Australian IT leaders are feeling stifled by legacy systems, security policy and budget constraints when trying to innovate or support digital transformation, according to a new global study.
In Brocade’s new report, Unlocking the Power of Digital Transformation: Freeing IT from Legacy Constraints, CIOs were found to be missing opportunities to unlock innovation or support digital transformation.
Results from Australian respondents were fairly consistent with the global averages around challenges of digital transformation to IT departments, however some figures suggest Australian CIOs may face higher roadblocks to success.
Despite 90 per cent of Australian respondents claiming their organisations were implementing digital transformation, 93 per cent say the IT department is limited in how it can support this. This figure is comparatively high, considering the global average of 79 per cent. Further, 94 per cent of Australian respondents also claimed the CIO and IT teams were limited in how much they can innovate, compared to 84 per cent globally.
The study also revealed that many opportunities to innovate and transform were often being missed as a result of having to spend so much time maintaining data security/privacy and legacy systems.
Currently, key issues for Australian CIOs that are stifling innovation include a lack of budget (46 per cent), security concerns (40 per cent), the inflexibility of current systems (26 per cent), and the time drain of maintaining legacy systems (14 per cent), the report revealed.
More than a third (34 per cent) of Australian respondents said that the limits of legacy technology are preventing their organisation’s IT department from delivering even on immediate business demands, let alone enabling innovation for the future.
Meanwhile, 79 per cent of IT teams in Australia felt that if they had more opportunity to be flexible in their approach to technology, benefits would include the elimination of shadow IT (35 per cent), increased competitiveness (34 per cent), more time to focus on innovation (24 per cent), an increase in revenue (12 per cent) and decrease in costs over the next 12 months (10 per cent).
Australian IT professionals were found to regularly need to make trade-offs that impact their ability to embrace new technologies and approaches, with 94 per cent of Australian IT leaders having to defer or decline requests that would have benefited the business in the last year (compared to 88 per cent globally).
This also led to 94 per cent claiming that employees in their business think IT always says ‘no’ by default compared to 87 per cent globally, when 99 per cent of Australian respondents said they would expect to see benefits from saying yes.
More than half (53 per cent) in Australia claimed saying ‘no’ too often resulted in missing short-term business benefits, while three quarters (74 per cent) said it resulted in missed long-term benefits.
“For the last two decades, legacy IT infrastructure held back businesses from innovating on their terms.

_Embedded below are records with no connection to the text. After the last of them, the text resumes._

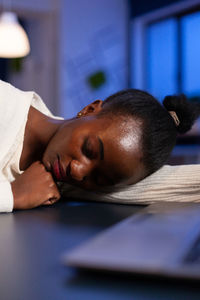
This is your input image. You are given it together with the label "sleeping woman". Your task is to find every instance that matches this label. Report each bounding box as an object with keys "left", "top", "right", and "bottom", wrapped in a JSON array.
[{"left": 0, "top": 81, "right": 199, "bottom": 212}]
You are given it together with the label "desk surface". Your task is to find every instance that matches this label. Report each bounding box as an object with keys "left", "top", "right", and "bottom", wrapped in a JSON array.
[{"left": 0, "top": 201, "right": 200, "bottom": 300}]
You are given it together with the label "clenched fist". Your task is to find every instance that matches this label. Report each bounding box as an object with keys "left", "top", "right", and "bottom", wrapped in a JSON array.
[{"left": 11, "top": 161, "right": 60, "bottom": 209}]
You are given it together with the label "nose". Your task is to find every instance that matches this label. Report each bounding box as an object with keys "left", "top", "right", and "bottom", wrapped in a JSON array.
[{"left": 70, "top": 160, "right": 93, "bottom": 181}]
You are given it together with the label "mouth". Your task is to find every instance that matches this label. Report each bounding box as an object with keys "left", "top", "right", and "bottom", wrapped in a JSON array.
[{"left": 52, "top": 155, "right": 66, "bottom": 181}]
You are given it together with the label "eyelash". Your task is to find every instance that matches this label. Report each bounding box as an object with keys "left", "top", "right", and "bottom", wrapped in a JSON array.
[{"left": 82, "top": 139, "right": 95, "bottom": 159}]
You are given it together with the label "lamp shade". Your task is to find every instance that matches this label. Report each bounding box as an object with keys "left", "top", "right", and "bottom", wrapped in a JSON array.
[{"left": 0, "top": 12, "right": 30, "bottom": 58}]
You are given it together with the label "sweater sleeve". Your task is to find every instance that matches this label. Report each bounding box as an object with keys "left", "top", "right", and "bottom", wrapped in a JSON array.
[
  {"left": 61, "top": 164, "right": 200, "bottom": 204},
  {"left": 0, "top": 174, "right": 13, "bottom": 213}
]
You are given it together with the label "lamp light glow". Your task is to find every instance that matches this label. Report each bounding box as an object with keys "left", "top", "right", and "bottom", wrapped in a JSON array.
[{"left": 0, "top": 12, "right": 30, "bottom": 58}]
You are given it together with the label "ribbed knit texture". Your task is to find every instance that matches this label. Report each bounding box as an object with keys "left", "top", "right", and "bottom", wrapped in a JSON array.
[{"left": 62, "top": 165, "right": 200, "bottom": 204}]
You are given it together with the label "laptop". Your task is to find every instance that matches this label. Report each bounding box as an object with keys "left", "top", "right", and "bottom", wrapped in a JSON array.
[{"left": 62, "top": 202, "right": 200, "bottom": 280}]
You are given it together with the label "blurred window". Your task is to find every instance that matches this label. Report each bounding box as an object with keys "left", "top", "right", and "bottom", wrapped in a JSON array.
[{"left": 145, "top": 11, "right": 200, "bottom": 100}]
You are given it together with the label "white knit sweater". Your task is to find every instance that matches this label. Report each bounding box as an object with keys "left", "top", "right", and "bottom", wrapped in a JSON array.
[
  {"left": 0, "top": 81, "right": 200, "bottom": 212},
  {"left": 0, "top": 80, "right": 58, "bottom": 212}
]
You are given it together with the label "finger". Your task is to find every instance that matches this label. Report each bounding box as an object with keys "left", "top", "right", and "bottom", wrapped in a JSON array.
[{"left": 43, "top": 198, "right": 58, "bottom": 205}]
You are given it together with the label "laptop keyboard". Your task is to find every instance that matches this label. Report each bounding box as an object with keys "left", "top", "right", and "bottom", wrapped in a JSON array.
[{"left": 183, "top": 236, "right": 200, "bottom": 264}]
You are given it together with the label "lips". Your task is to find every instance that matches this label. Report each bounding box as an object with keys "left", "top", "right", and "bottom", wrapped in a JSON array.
[{"left": 53, "top": 156, "right": 66, "bottom": 181}]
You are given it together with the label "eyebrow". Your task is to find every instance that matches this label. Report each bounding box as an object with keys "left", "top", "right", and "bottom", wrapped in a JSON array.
[{"left": 98, "top": 137, "right": 104, "bottom": 160}]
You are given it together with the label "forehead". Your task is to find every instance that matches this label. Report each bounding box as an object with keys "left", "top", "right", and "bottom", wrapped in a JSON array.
[{"left": 96, "top": 117, "right": 144, "bottom": 184}]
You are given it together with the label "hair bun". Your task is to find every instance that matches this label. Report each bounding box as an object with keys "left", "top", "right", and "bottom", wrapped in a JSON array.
[{"left": 163, "top": 94, "right": 200, "bottom": 133}]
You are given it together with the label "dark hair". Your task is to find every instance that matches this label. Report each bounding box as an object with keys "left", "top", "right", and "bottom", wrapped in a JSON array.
[{"left": 102, "top": 89, "right": 200, "bottom": 175}]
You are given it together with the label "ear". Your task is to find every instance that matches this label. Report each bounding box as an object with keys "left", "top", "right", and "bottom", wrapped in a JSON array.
[{"left": 77, "top": 100, "right": 103, "bottom": 117}]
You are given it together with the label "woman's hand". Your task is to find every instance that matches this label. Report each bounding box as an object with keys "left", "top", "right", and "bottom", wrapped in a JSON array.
[{"left": 11, "top": 161, "right": 60, "bottom": 209}]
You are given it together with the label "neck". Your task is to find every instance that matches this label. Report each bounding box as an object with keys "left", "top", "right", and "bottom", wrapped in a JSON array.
[{"left": 20, "top": 107, "right": 64, "bottom": 170}]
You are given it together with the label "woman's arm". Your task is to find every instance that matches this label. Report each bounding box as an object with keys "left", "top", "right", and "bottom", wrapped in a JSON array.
[{"left": 0, "top": 161, "right": 60, "bottom": 212}]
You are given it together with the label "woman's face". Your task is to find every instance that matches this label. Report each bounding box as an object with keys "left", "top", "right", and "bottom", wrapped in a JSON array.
[{"left": 43, "top": 115, "right": 144, "bottom": 190}]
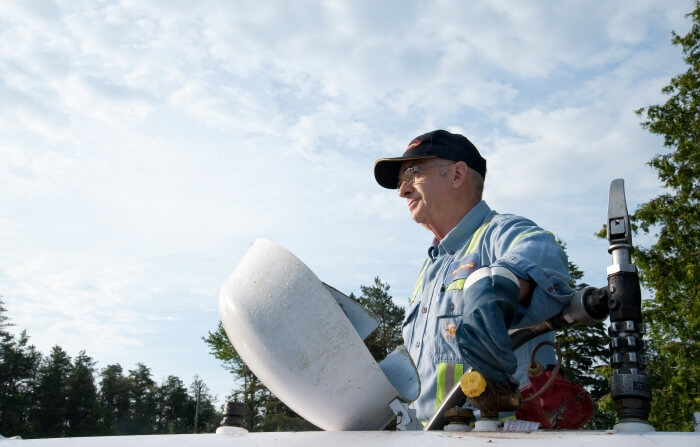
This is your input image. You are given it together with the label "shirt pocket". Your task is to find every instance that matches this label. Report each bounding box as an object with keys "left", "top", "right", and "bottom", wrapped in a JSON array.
[
  {"left": 433, "top": 290, "right": 464, "bottom": 363},
  {"left": 401, "top": 301, "right": 420, "bottom": 346}
]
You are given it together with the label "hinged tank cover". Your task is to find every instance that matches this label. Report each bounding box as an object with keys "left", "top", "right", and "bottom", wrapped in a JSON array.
[{"left": 219, "top": 239, "right": 420, "bottom": 430}]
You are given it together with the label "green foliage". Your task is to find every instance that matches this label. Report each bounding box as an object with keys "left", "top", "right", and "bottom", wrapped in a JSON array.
[
  {"left": 204, "top": 323, "right": 316, "bottom": 431},
  {"left": 556, "top": 252, "right": 615, "bottom": 430},
  {"left": 99, "top": 364, "right": 131, "bottom": 435},
  {"left": 37, "top": 346, "right": 71, "bottom": 438},
  {"left": 203, "top": 278, "right": 404, "bottom": 431},
  {"left": 66, "top": 351, "right": 99, "bottom": 437},
  {"left": 350, "top": 277, "right": 405, "bottom": 361},
  {"left": 0, "top": 297, "right": 41, "bottom": 436},
  {"left": 0, "top": 297, "right": 221, "bottom": 438},
  {"left": 633, "top": 3, "right": 700, "bottom": 430}
]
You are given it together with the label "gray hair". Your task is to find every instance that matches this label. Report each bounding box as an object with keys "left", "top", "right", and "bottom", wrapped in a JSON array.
[{"left": 440, "top": 163, "right": 484, "bottom": 200}]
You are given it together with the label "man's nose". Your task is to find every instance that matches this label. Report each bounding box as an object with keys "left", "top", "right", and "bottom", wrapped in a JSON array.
[{"left": 399, "top": 182, "right": 411, "bottom": 197}]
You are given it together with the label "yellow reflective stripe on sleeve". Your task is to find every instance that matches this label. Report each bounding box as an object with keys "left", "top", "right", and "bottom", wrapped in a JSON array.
[
  {"left": 408, "top": 258, "right": 430, "bottom": 304},
  {"left": 447, "top": 278, "right": 467, "bottom": 290},
  {"left": 462, "top": 213, "right": 498, "bottom": 256},
  {"left": 508, "top": 230, "right": 554, "bottom": 250},
  {"left": 435, "top": 363, "right": 464, "bottom": 410}
]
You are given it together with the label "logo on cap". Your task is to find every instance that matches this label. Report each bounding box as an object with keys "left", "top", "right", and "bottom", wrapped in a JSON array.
[{"left": 406, "top": 138, "right": 421, "bottom": 152}]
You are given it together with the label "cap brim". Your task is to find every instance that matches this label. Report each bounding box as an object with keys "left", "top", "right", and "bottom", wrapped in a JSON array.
[{"left": 374, "top": 155, "right": 437, "bottom": 189}]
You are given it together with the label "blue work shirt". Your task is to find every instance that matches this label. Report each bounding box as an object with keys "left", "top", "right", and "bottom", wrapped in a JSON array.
[{"left": 403, "top": 201, "right": 572, "bottom": 421}]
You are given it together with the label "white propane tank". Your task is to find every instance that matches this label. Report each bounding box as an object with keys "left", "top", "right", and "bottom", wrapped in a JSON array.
[{"left": 219, "top": 239, "right": 420, "bottom": 431}]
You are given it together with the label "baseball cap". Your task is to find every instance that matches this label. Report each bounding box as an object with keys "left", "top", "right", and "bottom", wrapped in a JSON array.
[{"left": 374, "top": 130, "right": 486, "bottom": 189}]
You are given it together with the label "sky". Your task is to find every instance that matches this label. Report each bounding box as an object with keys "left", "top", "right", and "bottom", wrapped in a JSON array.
[{"left": 0, "top": 0, "right": 694, "bottom": 403}]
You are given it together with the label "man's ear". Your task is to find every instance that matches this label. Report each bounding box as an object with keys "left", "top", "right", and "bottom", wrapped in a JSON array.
[{"left": 452, "top": 161, "right": 469, "bottom": 188}]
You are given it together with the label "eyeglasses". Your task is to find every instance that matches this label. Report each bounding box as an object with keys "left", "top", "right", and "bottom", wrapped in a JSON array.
[{"left": 396, "top": 161, "right": 456, "bottom": 189}]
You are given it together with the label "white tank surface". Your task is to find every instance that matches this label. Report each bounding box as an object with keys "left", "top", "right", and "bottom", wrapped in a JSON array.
[
  {"left": 0, "top": 431, "right": 700, "bottom": 447},
  {"left": 219, "top": 239, "right": 420, "bottom": 430}
]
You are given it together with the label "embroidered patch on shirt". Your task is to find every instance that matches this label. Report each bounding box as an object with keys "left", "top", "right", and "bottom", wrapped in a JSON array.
[
  {"left": 445, "top": 253, "right": 479, "bottom": 283},
  {"left": 442, "top": 323, "right": 457, "bottom": 340}
]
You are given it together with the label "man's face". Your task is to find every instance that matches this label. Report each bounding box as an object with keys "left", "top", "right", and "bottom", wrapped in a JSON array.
[{"left": 398, "top": 159, "right": 452, "bottom": 227}]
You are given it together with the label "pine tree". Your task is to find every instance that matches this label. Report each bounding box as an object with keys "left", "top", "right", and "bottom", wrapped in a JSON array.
[
  {"left": 99, "top": 363, "right": 131, "bottom": 435},
  {"left": 126, "top": 363, "right": 156, "bottom": 435},
  {"left": 350, "top": 277, "right": 405, "bottom": 361},
  {"left": 37, "top": 345, "right": 71, "bottom": 438},
  {"left": 632, "top": 2, "right": 700, "bottom": 430},
  {"left": 66, "top": 351, "right": 99, "bottom": 437},
  {"left": 555, "top": 252, "right": 615, "bottom": 430}
]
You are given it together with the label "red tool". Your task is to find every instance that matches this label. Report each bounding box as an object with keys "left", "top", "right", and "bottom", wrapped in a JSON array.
[{"left": 515, "top": 341, "right": 593, "bottom": 429}]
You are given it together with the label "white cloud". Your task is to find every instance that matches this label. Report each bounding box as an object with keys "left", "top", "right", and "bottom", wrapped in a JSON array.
[{"left": 0, "top": 1, "right": 693, "bottom": 402}]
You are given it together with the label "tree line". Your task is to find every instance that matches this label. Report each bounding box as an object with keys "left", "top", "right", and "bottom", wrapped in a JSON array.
[
  {"left": 0, "top": 2, "right": 700, "bottom": 438},
  {"left": 0, "top": 297, "right": 221, "bottom": 438}
]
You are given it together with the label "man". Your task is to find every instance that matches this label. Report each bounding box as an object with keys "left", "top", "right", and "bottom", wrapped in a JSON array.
[{"left": 374, "top": 130, "right": 571, "bottom": 421}]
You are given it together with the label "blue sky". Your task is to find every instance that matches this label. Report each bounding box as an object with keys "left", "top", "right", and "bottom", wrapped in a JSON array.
[{"left": 0, "top": 0, "right": 694, "bottom": 406}]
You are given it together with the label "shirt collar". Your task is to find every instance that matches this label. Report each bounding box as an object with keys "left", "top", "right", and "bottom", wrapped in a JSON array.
[{"left": 438, "top": 200, "right": 491, "bottom": 255}]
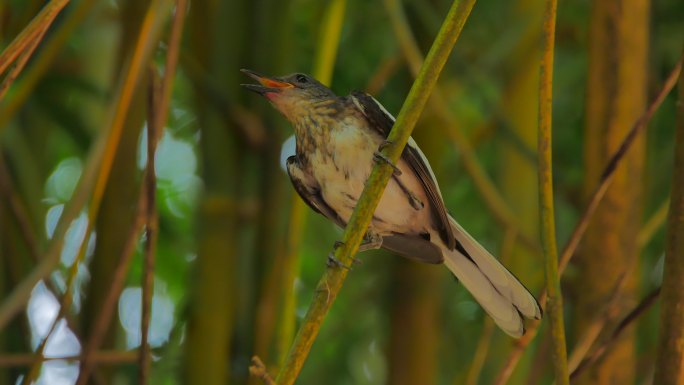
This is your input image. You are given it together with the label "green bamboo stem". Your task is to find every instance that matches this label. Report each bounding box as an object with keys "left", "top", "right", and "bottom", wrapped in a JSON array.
[
  {"left": 653, "top": 47, "right": 684, "bottom": 385},
  {"left": 277, "top": 1, "right": 468, "bottom": 385},
  {"left": 385, "top": 0, "right": 539, "bottom": 253},
  {"left": 538, "top": 0, "right": 570, "bottom": 385},
  {"left": 276, "top": 0, "right": 347, "bottom": 367},
  {"left": 0, "top": 2, "right": 169, "bottom": 329}
]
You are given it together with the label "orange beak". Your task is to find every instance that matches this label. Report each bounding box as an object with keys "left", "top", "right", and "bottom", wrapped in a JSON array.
[{"left": 240, "top": 69, "right": 294, "bottom": 95}]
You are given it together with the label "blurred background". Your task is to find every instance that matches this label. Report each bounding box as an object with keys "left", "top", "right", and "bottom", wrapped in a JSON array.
[{"left": 0, "top": 0, "right": 684, "bottom": 385}]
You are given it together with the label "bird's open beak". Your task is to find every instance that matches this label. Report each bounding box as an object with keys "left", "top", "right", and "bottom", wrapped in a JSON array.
[{"left": 240, "top": 69, "right": 294, "bottom": 95}]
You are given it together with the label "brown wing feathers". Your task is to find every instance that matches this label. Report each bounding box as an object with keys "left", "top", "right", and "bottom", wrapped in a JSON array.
[{"left": 350, "top": 91, "right": 456, "bottom": 250}]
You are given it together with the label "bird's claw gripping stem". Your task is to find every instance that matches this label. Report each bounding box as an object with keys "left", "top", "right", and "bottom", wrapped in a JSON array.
[
  {"left": 325, "top": 241, "right": 356, "bottom": 270},
  {"left": 326, "top": 230, "right": 382, "bottom": 270}
]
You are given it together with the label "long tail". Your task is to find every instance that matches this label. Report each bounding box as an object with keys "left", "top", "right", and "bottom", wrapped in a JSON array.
[{"left": 444, "top": 218, "right": 542, "bottom": 338}]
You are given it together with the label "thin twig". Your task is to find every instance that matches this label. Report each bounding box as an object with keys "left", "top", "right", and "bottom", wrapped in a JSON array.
[
  {"left": 570, "top": 287, "right": 660, "bottom": 379},
  {"left": 0, "top": 20, "right": 50, "bottom": 100},
  {"left": 76, "top": 186, "right": 147, "bottom": 385},
  {"left": 270, "top": 1, "right": 472, "bottom": 385},
  {"left": 568, "top": 272, "right": 632, "bottom": 372},
  {"left": 138, "top": 0, "right": 187, "bottom": 385},
  {"left": 0, "top": 0, "right": 96, "bottom": 130},
  {"left": 0, "top": 154, "right": 40, "bottom": 263},
  {"left": 494, "top": 59, "right": 682, "bottom": 385},
  {"left": 0, "top": 0, "right": 69, "bottom": 74},
  {"left": 653, "top": 45, "right": 684, "bottom": 385},
  {"left": 560, "top": 59, "right": 682, "bottom": 272}
]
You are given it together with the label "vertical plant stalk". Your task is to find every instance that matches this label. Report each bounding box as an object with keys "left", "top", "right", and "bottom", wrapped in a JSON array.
[
  {"left": 538, "top": 0, "right": 570, "bottom": 385},
  {"left": 0, "top": 0, "right": 69, "bottom": 74},
  {"left": 138, "top": 73, "right": 160, "bottom": 385},
  {"left": 17, "top": 0, "right": 174, "bottom": 384},
  {"left": 494, "top": 59, "right": 682, "bottom": 385},
  {"left": 138, "top": 0, "right": 187, "bottom": 385},
  {"left": 276, "top": 0, "right": 347, "bottom": 367},
  {"left": 653, "top": 47, "right": 684, "bottom": 385},
  {"left": 385, "top": 0, "right": 539, "bottom": 253},
  {"left": 277, "top": 1, "right": 468, "bottom": 385}
]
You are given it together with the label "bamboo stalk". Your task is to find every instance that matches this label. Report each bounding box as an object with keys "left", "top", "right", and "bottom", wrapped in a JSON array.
[
  {"left": 16, "top": 0, "right": 170, "bottom": 385},
  {"left": 277, "top": 1, "right": 469, "bottom": 385},
  {"left": 385, "top": 0, "right": 539, "bottom": 254},
  {"left": 653, "top": 45, "right": 684, "bottom": 385},
  {"left": 494, "top": 59, "right": 682, "bottom": 385},
  {"left": 537, "top": 0, "right": 570, "bottom": 385},
  {"left": 276, "top": 0, "right": 347, "bottom": 367},
  {"left": 0, "top": 0, "right": 69, "bottom": 73},
  {"left": 0, "top": 0, "right": 96, "bottom": 130}
]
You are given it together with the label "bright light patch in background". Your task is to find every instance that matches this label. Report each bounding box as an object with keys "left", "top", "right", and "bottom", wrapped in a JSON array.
[
  {"left": 45, "top": 158, "right": 83, "bottom": 204},
  {"left": 26, "top": 281, "right": 81, "bottom": 385},
  {"left": 119, "top": 280, "right": 175, "bottom": 349},
  {"left": 138, "top": 128, "right": 202, "bottom": 218}
]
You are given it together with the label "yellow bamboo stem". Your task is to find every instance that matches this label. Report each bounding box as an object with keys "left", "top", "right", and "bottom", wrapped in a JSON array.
[
  {"left": 538, "top": 0, "right": 570, "bottom": 385},
  {"left": 653, "top": 45, "right": 684, "bottom": 385}
]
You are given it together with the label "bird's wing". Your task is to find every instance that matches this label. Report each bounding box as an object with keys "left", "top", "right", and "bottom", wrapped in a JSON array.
[
  {"left": 286, "top": 155, "right": 345, "bottom": 228},
  {"left": 350, "top": 91, "right": 456, "bottom": 250}
]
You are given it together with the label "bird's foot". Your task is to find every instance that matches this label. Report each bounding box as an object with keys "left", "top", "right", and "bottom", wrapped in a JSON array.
[
  {"left": 373, "top": 140, "right": 401, "bottom": 176},
  {"left": 325, "top": 251, "right": 351, "bottom": 270},
  {"left": 409, "top": 192, "right": 425, "bottom": 210},
  {"left": 325, "top": 241, "right": 356, "bottom": 270},
  {"left": 359, "top": 230, "right": 382, "bottom": 252}
]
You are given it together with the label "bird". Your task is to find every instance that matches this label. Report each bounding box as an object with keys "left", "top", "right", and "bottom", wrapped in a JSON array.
[{"left": 241, "top": 69, "right": 542, "bottom": 338}]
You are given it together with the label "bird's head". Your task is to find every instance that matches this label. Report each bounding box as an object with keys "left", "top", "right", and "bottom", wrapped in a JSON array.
[{"left": 241, "top": 69, "right": 337, "bottom": 122}]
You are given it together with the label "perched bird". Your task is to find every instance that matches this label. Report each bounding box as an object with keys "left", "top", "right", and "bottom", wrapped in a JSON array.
[{"left": 242, "top": 70, "right": 541, "bottom": 337}]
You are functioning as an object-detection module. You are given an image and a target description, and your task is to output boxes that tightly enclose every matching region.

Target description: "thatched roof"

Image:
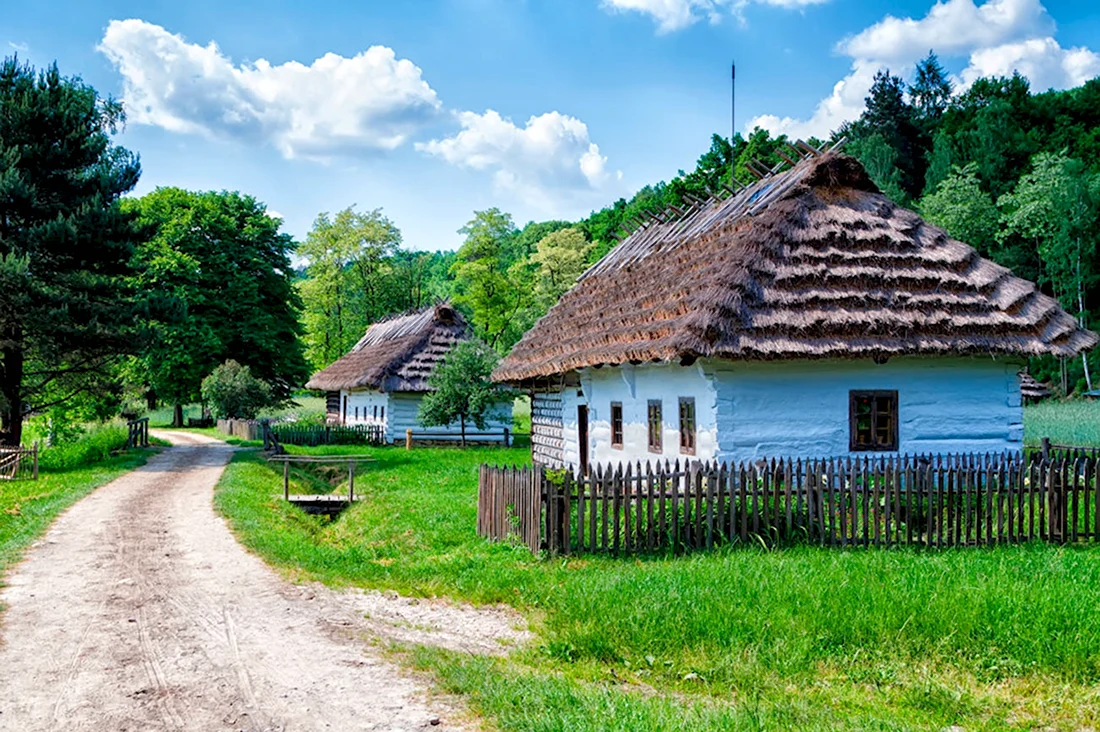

The IT department has found itself having to say ‘no’ to new business opportunities too often. It wasn’t supposed to be that way,” said Gary Denman, managing director of ANZ, Brocade.
Research house Vanson Bourne conducted the research in April 2016, surveying 630 decision makers from the US, UK, France, Germany, Singapore and Australia.
“We know from experience, and our report confirms, how critical IT is to enabling innovation, but too many businesses are restricted in their ability to adopt digital transformation and drive this change. It’s clear that if IT departments could spend less time ‘keeping the lights on’, then they could devote more time to creating value, reducing costs and increasing revenues. Organisations need to be more fluid with their uptake and deployment of technology.”
“As companies move to digitise their businesses, they need an underlying network infrastructure that allows them to innovate quickly. We believe the network must become a platform for innovation to develop, deliver and secure applications. This is best achieved through implementing network architectures that are software-centric, open and agile, such as the New IP.”